State Data Breach Notification Policy
Introduction
The lack of a federal Consumer Privacy Bill of Rights means states must pass their own policies to protect their residents from data breaches and mishandling of personal information. Florida’s Information Protection Act is one of the most comprehensive data breach notification laws in the United States.
Exemplary Laws
Colorado’s Consumer Data Privacy Law
In 2018, Colorado increased protections for its residents with a new data breach protection law. Colorado’s breach notification law contains some of the most protective provisions in the country, including:
- A private or government organization that stores paper or electronic records must notify consumers and the government of a breach of any size within thirty days of that breach. The notification must include contact information and updates on any investigation into the breach.
- If the breach affects more than 1,000 records, the organization must also notify all nationwide credit reporting agencies.
- The definition of “personal information” includes an individual’s first name or first initial and last name when combined with social security number, ID number, medical or health insurance information, or biometric data. It also includes email and online credentials as well as credit card information.
- Organizations maintaining personal information must destroy that information when it is no longer needed.
- The attorney general may impose civil and criminal penalties for violations.
What’s Missing from Colorado’s Law?
While Colorado’s data breach law is quite comprehensive, it would be improved by requiring that companies implement certain baseline data security processes, rather than give companies wide latitude to determine what constitutes reasonable security measures.
Florida Information Protection Act of 2014
In 2014, Florida enhanced the protections afforded consumer data of Florida residents with the passage of the Florida Information Protection Act (FIPA). Florida’s data breach law is exemplary as one of the most comprehensive data protection laws in the nation. Its strong provisions include:
- If a data breach incident compromises the personal information (including usernames/passwords for online accounts) of over 500 Florida residents, the company or entity breached must inform the Florida Department of Legal Affairs as well as each affected or likely affected resident within 30 days of the breach discovery. Florida’s 30-day breach notification deadline is the strictest in the country.
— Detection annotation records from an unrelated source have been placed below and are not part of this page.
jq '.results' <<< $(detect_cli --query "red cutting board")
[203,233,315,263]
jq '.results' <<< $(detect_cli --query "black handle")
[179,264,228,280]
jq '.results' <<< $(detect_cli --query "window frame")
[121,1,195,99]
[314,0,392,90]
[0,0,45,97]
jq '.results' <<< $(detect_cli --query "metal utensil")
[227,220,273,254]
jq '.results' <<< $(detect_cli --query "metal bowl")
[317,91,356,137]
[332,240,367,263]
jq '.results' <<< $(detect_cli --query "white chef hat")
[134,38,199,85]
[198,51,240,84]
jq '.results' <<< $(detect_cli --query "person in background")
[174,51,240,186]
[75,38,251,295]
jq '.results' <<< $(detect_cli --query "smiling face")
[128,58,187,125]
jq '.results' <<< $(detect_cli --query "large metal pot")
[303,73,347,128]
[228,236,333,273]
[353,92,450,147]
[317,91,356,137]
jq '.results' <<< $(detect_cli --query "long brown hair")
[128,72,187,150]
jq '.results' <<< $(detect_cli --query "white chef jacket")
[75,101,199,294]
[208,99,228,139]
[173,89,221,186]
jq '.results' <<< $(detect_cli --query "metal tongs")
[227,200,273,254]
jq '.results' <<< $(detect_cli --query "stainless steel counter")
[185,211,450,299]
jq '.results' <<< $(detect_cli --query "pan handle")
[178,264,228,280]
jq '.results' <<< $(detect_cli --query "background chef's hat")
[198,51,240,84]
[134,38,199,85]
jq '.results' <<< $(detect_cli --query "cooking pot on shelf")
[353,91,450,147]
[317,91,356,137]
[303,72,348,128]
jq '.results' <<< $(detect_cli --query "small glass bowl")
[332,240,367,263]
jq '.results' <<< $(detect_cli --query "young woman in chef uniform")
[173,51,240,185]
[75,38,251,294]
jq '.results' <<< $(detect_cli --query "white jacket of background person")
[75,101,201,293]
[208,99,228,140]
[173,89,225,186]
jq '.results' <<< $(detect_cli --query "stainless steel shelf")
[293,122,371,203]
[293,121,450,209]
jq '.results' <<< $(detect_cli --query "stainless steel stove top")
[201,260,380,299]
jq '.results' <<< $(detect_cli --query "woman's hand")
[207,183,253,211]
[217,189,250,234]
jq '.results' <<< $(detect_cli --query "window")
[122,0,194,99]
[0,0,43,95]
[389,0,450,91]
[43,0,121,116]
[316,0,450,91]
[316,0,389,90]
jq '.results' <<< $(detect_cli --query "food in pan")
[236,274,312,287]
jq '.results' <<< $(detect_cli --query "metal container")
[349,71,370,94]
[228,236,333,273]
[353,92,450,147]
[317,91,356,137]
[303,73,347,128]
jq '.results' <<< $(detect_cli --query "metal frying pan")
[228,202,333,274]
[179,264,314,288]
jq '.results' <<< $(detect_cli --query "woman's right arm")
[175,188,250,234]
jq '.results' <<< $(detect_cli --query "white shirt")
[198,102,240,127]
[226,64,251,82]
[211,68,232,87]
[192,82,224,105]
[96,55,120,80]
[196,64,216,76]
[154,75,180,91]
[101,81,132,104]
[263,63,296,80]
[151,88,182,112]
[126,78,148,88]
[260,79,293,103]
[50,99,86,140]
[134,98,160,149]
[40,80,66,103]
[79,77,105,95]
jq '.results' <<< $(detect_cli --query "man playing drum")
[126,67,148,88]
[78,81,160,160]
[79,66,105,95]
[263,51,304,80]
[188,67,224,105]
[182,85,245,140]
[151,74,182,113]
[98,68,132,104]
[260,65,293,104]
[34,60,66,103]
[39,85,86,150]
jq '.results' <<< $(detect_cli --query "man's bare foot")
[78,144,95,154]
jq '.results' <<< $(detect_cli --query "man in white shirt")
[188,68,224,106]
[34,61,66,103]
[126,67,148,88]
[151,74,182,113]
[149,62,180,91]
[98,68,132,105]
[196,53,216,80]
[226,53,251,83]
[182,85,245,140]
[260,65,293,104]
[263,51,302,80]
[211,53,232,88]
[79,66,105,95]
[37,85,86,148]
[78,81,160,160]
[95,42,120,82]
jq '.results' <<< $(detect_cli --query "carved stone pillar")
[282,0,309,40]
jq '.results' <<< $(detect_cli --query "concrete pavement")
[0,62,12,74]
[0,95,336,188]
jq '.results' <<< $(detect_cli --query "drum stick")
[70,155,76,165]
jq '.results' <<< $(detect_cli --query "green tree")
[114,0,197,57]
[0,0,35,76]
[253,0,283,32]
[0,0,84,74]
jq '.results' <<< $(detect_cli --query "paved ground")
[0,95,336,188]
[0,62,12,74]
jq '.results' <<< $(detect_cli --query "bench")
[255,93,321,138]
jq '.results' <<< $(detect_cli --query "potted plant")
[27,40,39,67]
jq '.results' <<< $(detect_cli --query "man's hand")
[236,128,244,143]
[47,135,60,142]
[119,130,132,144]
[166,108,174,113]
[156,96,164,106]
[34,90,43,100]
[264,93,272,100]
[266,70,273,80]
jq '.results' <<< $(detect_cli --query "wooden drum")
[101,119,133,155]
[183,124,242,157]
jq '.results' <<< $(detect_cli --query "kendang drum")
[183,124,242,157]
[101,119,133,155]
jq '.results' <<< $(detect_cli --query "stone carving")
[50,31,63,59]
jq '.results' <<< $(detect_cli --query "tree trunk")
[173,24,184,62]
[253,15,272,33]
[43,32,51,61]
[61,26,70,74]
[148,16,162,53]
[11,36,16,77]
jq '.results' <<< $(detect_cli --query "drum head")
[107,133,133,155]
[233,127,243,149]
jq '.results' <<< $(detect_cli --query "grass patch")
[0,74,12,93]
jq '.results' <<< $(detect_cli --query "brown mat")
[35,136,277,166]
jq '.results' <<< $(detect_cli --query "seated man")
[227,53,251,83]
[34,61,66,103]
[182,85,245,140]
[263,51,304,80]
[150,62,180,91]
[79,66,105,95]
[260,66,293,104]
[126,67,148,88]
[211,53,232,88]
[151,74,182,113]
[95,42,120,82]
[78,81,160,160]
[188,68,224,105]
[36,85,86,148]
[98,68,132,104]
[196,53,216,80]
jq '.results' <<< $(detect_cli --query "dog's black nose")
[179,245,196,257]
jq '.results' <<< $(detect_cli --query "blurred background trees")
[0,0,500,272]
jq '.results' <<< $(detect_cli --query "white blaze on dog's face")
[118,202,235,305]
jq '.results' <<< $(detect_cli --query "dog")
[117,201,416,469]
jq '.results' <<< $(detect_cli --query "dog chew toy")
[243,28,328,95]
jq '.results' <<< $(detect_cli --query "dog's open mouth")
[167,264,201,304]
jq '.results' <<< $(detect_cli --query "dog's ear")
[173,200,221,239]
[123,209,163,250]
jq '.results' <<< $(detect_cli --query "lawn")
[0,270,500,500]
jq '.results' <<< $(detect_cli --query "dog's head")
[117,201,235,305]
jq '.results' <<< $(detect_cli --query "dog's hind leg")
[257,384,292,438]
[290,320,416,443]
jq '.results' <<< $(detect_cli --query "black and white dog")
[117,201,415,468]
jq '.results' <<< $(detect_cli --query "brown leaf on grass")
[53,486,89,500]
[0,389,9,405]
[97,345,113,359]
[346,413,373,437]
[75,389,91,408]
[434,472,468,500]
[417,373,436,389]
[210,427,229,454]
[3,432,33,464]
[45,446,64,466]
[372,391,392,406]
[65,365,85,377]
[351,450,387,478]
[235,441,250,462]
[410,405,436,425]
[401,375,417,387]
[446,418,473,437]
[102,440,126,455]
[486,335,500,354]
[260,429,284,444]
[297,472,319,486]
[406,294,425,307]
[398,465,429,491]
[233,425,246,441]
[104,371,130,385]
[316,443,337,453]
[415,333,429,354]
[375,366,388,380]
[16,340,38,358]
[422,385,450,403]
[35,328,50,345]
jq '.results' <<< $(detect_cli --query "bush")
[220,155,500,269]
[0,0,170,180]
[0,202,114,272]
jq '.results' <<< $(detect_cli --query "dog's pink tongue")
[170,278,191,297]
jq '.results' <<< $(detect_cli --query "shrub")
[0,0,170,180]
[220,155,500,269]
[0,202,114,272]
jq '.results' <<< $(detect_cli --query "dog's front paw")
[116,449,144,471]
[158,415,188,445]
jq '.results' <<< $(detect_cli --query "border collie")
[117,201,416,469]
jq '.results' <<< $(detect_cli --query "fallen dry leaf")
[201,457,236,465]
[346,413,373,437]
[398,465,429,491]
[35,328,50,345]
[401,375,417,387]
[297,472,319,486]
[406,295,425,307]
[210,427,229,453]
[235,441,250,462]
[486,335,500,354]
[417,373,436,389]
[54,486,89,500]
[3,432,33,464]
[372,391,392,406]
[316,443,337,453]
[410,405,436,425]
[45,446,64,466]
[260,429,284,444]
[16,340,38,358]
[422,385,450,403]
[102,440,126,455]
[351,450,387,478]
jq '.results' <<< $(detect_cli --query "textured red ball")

- The breached company or entity is required to make certain materials available to the state government upon request, such as remedial procedures, incident reports, and computer forensic reports.
- The definition of “personal information” was expanded to include individuals’ first name or first initial and last name, in combination with any one of the following: passport number; medical history, mental or physical condition, or medical treatment or diagnosis by a healthcare professional; or health insurance policy number, subscriber identification number, or any unique identifier health insurers use to classify individuals. FIPA also includes in its definition of “personal information” a user name or email address coupled with a password or a security question and answer that would permit access to an online account.
- Mandated disposal standards for customer data no longer to be retained, to prevent against unauthorized access post-disposal.
- Proactive measures: a requirement for businesses and entities that collect customer data to “take reasonable measures to protect and secure data in electronic form containing personal information” on Florida residents.
What’s Missing from Florida’s Law?
While Florida’s data breach law is quite comprehensive, it would be improved by requiring that companies implement certain baseline data security processes, rather than give companies wide latitude to determine what constitutes reasonable security measures.